Parabolic Equations: Crank-Nicolson

The simple marching forward Euler scheme has the benefit of simplicity, but is unstable for large time steps. Indeed, the CFL (Courant–Friedrichs–Lewy) condition states that the following must hold:

[math]\displaystyle{ r=\frac{k}{h^2} \le 0.5 }[/math]

for stability.

An alternative method to solve the 1D heat equation is to create a finite difference equation using the Crank-Nicolson stencil:

Stencil for the (implicit) Crank-Nicolson method

which gives us:

[math]\displaystyle{ \frac{u^{j+1}_i - u^j_i}{k} = \frac{1}{2}(\frac{u^{j+1}_{i+1} - 2u^{j+1}_{i} + u^{j+1}_{i-1}}{h^2} + \frac{u^j_{i+1} - 2u^j_i + u^j_{i-1}}{h^2}) }[/math]

rearrange,

[math]\displaystyle{ u^{j+1}_i - u^j_i = \frac{1}{2}\frac{k}{h^2}(u^{j+1}_{i+1} - 2u^{j+1}_i + u^{j+1}_{i-1} + u^j_{i+1} - 2u^j_i + u^j_{i-1}) }[/math]
[math]\displaystyle{ 2(u^{j+1}_i - u^j_i) = r(u^{j+1}_{i+1} - 2u^{j+1}_i + u^{j+1}_{i-1} + u^j_{i+1} - 2u^j_i + u^j_{i-1}) }[/math]

where [math]\displaystyle{ r=\frac{k}{h^2} }[/math]

collect the unknowns (values of u at the next timestep, i+1) to the LHS and the knowns (values of u at current timestep, j):

[math]\displaystyle{ 2u^{j+1}_i + 2ru^{j+1}_i - ru^{j+1}_{i+1} - ru^{j+1}_{i-1} = 2u^j_i +ru^j_{i+1} -2ru^j_i + ru^j_{i-1} }[/math]
[math]\displaystyle{ (2+2r)u^{j+1}_i - ru^{j+1}_{i+1} - ru^{j+1}_{i-1} = (2-2r)u^j_i +ru^j_{i+1} + ru^j_{i-1} }[/math]

if we choose [math]\displaystyle{ h=1/10 }[/math] and [math]\displaystyle{ k=1/100 }[/math], then [math]\displaystyle{ r=1 }[/math], and we get:

[math]\displaystyle{ -u_{i-1}^{j+1} +4u_i^{j+1} -u_{i+1}^{j+1} = u_{i-1}^j + u_{i+1}^j }[/math]

We can create a system of linear equations for all the cells j along the bar at a given time step i.
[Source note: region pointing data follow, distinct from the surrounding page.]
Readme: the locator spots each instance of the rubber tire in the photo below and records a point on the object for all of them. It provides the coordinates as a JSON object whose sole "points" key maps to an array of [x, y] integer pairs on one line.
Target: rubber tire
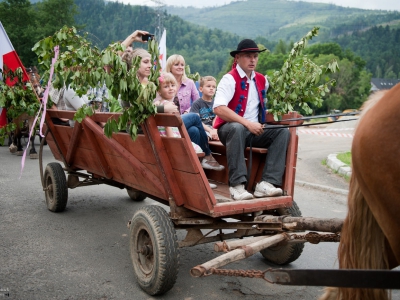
{"points": [[284, 254], [156, 274], [135, 195], [57, 194]]}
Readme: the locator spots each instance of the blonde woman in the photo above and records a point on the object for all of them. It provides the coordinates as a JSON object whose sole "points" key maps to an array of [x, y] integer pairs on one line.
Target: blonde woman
{"points": [[187, 91]]}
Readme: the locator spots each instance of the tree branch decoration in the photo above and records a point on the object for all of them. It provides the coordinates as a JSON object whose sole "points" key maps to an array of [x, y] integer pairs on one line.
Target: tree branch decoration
{"points": [[82, 66], [18, 98], [297, 83]]}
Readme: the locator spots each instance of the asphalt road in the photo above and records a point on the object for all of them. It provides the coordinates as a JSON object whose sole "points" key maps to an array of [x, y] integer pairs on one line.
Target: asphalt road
{"points": [[83, 253]]}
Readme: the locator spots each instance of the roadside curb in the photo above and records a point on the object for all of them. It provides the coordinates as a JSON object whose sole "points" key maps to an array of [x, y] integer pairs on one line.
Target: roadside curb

We will have j unknowns and j equations. Then we can again translate into matrix notation and solve using a library linear algebra routines. Then we advance the time step and repeat the process, solving another system of equations. Compared the the forward Euler method, we must do more work at each time step to solve this system, but we may take larger time steps and the solution will still remain stable. For many problems, the Crank-Nicolson method is preferable.

Other Ways to Create Difference Equations

We have looked at the finite difference approach here, but other approaches exist, such as finite element and finite volume methods exist. Each approach has its pros and cons.